Silvia e Giustino, di cui il titolo del romanzo pirandelliano nella versione originaria attesta la natura di coprotagonisti, sono una giovane coppia non bene assortita da poco stabilitasi a Roma dalla lontana Taranto patria della moglie. Lei, bruna, esile e riservata, ha scritto, oltre ad altri testi in prosa, La casa dei nani – “caso letterario” che le ha garantito un enorme successo di pubblico, seppure, secondo un noto copione, non di critica. Lui, della provincia torinese, loquace e abile comunicatore, a tratti viscido adulatore, si adopera alla ricerca dei canali più efficaci per la notorietà dell'autrice presso il vasto pubblico.

Tutto secondo un piano definito. Dopo il matrimonio, in tempi relativamente brevi la cura e la promozione del lavoro della donna, e della sua immagine, sono divenuti monopolio e stesso obiettivo professionale di Giustino Boggiolo. E qui se ne è aperta la carriera, da mediocre impiegato dell'Archivio Notarile (Suo marito[31], p. 29. D'ora in poi il testo sarà indicato con “S.M.”) di Taranto (diretto dal suocero), relativamente ben collocato nella pubblica amministrazione italiana di inizio secolo, ad agente a tempo pieno della moglie indissolubilmente legato al suo compito. Come mostreranno i fatti, è a tale funzione, e non alla persona della compagna, che si sente vincolato da tacito giuramento. Sarà proprio l'irrompere della fama nelle pareti domestiche a decretare la fine di un rapporto affettivo sempre più disarmonico.

Nel suo progetto, come egli aveva disposto lo sradicamento della moglie dalla Puglia natale per il trasferimento a Roma a fini promozionali, così ne cura la realizzazione della prima opera teatrale, La nuova colonia, che, lungi dal tradire le aspettative, fin dalla prima rappresentazione – parallela alla nascita dell'unico figlio Vittorio – consacra la scrittrice nel mondo letterario del tempo.

Dopo il parto, Giustino predispone per lei una pausa a Cargiore, suo paese di origine in Piemonte, presso la propria madre; e ancora, in seguito, il definitivo rientro in una lussuosa villa della capitale (“Villa Silvia” appunto), da lui nel frattempo resa consona all'immagine dell'autrice, in cui il bambino non la seguirà. Nel suo intento di “reclusione” a fini produttivi, il marito la sottrae al compito più prezioso, quello della maternità, rendendone così completa e definitiva la solitudine.

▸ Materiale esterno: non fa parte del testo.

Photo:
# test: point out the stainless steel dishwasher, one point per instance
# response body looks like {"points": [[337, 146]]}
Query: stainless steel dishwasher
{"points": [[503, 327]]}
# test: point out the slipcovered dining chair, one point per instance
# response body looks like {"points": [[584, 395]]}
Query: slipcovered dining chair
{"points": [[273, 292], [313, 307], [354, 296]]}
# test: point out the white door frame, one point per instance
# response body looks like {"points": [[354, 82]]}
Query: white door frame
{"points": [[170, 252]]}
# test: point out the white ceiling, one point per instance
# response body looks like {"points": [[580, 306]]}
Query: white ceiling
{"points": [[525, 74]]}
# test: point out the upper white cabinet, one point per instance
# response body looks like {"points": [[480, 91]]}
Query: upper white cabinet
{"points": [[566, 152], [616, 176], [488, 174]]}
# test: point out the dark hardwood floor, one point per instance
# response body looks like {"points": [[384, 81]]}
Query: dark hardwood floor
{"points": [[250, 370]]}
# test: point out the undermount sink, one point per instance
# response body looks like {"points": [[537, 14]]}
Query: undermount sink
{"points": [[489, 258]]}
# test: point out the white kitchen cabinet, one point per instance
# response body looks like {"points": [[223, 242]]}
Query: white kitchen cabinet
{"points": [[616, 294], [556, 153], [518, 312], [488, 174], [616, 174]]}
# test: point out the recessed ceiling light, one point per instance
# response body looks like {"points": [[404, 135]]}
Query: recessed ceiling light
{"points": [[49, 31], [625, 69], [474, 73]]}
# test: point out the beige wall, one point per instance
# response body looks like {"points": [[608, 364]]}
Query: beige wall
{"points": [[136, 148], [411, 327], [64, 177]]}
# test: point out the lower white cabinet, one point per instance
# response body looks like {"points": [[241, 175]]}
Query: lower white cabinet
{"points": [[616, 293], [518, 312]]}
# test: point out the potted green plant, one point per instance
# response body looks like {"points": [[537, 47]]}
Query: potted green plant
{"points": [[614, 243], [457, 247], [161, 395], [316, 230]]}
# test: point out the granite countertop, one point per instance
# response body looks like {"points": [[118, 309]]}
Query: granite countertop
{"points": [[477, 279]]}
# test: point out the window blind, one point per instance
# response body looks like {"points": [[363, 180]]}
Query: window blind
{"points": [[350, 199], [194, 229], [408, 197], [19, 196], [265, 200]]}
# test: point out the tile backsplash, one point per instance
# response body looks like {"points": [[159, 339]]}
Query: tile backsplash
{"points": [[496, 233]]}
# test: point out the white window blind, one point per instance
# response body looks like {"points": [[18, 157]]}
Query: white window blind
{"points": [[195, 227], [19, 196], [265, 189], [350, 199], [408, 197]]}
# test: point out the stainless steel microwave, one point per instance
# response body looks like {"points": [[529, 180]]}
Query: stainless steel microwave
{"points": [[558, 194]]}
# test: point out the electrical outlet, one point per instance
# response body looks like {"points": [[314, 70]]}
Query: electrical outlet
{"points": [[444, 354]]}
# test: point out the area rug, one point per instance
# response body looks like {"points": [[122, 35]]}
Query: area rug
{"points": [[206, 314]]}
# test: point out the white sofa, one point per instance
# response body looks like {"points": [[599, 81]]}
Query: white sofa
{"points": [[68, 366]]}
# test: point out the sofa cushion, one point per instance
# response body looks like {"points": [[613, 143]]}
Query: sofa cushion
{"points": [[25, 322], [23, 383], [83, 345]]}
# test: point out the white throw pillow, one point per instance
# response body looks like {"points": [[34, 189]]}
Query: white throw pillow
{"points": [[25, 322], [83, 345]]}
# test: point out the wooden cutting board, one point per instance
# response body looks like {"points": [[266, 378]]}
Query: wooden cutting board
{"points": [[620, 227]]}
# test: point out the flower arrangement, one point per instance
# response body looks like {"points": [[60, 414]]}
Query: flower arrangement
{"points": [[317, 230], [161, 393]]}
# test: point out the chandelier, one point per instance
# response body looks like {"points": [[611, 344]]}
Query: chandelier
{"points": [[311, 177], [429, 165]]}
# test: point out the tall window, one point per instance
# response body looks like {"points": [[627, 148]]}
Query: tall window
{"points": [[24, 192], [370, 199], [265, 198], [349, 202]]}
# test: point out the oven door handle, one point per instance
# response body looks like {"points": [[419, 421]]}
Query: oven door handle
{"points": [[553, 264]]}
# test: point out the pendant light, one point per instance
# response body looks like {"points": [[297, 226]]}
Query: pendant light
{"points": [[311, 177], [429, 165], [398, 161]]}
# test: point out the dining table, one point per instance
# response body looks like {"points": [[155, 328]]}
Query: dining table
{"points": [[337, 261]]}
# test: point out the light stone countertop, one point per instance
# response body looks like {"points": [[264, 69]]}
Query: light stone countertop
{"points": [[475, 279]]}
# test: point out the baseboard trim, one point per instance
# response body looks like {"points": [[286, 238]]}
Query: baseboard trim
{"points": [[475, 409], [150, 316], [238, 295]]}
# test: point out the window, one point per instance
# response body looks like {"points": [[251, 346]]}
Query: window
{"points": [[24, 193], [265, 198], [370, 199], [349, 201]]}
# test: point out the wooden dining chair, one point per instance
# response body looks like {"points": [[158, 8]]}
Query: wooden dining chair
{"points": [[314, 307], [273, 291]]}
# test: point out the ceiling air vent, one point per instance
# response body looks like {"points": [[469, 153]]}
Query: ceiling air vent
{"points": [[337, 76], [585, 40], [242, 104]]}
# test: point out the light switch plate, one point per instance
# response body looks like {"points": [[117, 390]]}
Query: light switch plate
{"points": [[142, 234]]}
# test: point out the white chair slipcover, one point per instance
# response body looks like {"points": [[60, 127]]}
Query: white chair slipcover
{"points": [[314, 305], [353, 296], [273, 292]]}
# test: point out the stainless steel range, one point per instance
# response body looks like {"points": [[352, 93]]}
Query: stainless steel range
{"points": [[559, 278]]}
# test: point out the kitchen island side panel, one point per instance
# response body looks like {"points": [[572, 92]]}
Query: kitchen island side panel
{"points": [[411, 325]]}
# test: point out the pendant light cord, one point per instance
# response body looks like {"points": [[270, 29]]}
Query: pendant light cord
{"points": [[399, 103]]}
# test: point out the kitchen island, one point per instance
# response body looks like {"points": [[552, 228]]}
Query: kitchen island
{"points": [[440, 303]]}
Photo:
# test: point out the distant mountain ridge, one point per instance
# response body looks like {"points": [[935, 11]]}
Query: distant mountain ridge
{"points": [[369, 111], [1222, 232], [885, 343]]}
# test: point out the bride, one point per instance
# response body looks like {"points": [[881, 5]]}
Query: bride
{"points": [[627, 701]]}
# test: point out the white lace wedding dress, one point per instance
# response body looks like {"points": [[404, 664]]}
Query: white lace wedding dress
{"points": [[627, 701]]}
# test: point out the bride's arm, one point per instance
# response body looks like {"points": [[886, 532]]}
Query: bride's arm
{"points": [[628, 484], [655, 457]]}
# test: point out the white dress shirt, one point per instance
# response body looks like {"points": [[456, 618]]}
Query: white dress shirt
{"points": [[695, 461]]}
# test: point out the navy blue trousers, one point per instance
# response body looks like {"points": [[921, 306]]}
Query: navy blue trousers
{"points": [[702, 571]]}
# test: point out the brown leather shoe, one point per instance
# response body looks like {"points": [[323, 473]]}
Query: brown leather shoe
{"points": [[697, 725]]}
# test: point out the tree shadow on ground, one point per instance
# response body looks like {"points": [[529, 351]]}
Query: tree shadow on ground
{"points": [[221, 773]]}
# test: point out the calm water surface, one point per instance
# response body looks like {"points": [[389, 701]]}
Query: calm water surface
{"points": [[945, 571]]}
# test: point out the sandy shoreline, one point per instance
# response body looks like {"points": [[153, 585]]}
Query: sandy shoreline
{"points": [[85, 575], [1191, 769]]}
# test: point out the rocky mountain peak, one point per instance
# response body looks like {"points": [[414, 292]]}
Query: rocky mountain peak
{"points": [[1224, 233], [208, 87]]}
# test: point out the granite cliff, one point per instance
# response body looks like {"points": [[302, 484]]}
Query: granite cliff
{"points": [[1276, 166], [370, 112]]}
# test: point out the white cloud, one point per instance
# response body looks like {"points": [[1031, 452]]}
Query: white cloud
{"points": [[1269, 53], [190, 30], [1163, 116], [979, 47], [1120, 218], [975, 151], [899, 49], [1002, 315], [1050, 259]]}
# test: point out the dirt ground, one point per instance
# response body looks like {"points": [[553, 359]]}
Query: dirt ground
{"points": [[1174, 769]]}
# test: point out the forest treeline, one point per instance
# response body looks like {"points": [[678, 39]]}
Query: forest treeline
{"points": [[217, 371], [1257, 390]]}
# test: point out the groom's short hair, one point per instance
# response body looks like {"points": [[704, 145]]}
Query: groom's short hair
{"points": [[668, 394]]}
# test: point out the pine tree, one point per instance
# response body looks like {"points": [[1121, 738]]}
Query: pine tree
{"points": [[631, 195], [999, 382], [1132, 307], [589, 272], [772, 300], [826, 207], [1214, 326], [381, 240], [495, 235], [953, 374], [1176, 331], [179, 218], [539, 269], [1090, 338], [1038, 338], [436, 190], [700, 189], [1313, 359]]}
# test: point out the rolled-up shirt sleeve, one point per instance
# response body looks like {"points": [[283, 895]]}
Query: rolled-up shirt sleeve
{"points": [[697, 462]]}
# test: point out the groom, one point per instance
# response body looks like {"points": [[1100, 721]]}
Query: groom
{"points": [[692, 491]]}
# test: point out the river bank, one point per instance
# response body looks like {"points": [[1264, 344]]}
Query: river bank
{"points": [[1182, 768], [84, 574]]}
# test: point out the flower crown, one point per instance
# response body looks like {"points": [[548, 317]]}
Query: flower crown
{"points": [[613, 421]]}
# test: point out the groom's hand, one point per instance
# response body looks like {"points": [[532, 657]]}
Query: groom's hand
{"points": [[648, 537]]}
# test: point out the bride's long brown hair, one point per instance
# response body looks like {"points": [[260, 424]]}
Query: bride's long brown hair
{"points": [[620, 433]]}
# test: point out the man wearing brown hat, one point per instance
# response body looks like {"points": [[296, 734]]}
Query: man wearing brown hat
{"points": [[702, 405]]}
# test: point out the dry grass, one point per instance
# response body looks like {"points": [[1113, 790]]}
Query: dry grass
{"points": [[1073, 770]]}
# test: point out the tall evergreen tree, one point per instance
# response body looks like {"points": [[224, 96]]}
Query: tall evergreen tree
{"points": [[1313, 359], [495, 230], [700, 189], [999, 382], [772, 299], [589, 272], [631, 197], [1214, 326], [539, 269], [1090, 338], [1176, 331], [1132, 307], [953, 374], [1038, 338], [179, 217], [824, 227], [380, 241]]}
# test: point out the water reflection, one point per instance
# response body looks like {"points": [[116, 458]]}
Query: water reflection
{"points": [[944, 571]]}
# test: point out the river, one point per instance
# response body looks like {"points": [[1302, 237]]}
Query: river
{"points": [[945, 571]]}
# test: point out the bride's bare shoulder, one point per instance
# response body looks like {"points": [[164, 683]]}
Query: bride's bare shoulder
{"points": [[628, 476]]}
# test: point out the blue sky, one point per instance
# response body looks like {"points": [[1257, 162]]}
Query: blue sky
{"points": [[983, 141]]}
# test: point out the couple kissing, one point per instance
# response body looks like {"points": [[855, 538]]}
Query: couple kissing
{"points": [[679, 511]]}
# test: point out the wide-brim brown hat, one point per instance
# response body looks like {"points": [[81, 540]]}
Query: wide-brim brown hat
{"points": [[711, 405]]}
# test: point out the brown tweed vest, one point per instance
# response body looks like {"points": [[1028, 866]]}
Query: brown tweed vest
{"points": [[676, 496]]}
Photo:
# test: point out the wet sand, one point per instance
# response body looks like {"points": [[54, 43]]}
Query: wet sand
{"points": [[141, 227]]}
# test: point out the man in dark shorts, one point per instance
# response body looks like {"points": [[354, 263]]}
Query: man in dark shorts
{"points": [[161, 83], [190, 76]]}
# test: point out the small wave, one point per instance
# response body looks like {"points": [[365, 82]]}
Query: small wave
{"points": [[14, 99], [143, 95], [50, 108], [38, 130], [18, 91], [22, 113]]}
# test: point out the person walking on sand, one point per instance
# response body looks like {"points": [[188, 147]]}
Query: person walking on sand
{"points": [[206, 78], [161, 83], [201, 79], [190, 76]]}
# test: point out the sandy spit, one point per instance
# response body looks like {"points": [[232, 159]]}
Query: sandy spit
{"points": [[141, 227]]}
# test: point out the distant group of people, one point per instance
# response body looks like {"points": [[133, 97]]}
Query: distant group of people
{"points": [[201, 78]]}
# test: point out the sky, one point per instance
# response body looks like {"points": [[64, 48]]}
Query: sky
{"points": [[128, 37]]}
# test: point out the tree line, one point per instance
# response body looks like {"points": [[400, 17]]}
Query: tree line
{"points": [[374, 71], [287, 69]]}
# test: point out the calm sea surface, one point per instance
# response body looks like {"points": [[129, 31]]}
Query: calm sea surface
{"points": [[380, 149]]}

Ma il nuovo ambiente non sortisce l'effetto sperato, e l'autrice procede a tentoni nella realizzazione della seconda opera teatrale, Se non così; mentre i tentativi di scrittura si accompagnano ad uno spontaneo processo di analisi interiore che metterà in luce, inconfondibile, uno stato di asservimento ancor più intollerabile perché non percepito come tale da chi ne è responsabile. Giustino, infatti, si considera in tutta coscienza al servizio della moglie e primo artefice della fama da lei raggiunta; in un mutamento delle prospettive tipico di Pirandello e ancor più marcato in ragione della situazione paradossale in cui i due protagonisti si muovono.

A complicare la condizione di Silvia è la presenza di Maurizio Gueli, scrittore attempato e al momento in una fase di vuoto creativo che, nell'affiancarla nelle fatiche del nuovo testo teatrale, le si avvicina e con lei progetta una fuga dal marito – di cui ormai sono evidenti a tutti la ridicola presunzione come il tratto tragico. Ma la sua amante, l'assai più giovane, sensuale e spietata Livia Frezzi, dinanzi al tradimento lo ferisce gravemente con un'arma da fuoco (S.M., p. 189-190). Con un colpo che non gli sarà fatale ma determinerà – lo si saprà sul finire del racconto – l'amputazione di un braccio, senza impedirne il riavvicinamento all'amante rimessa in libertà dopo una breve reclusione (S.M., p. 195). Silvia, intanto, si congeda con una lettera da Giustino (S.M., p. 188) che, ritiratosi poi a Cargiore in una solitudine disperata e insieme abulica, saputo dopo diversi mesi del successo riscosso dall'opera Se non così nel capoluogo piemontese, vi assiste in disparte da un palchetto vuoto sul fondo del teatro, piangendo angosciato lacrime amare di rimpianto (S.M., p. 207).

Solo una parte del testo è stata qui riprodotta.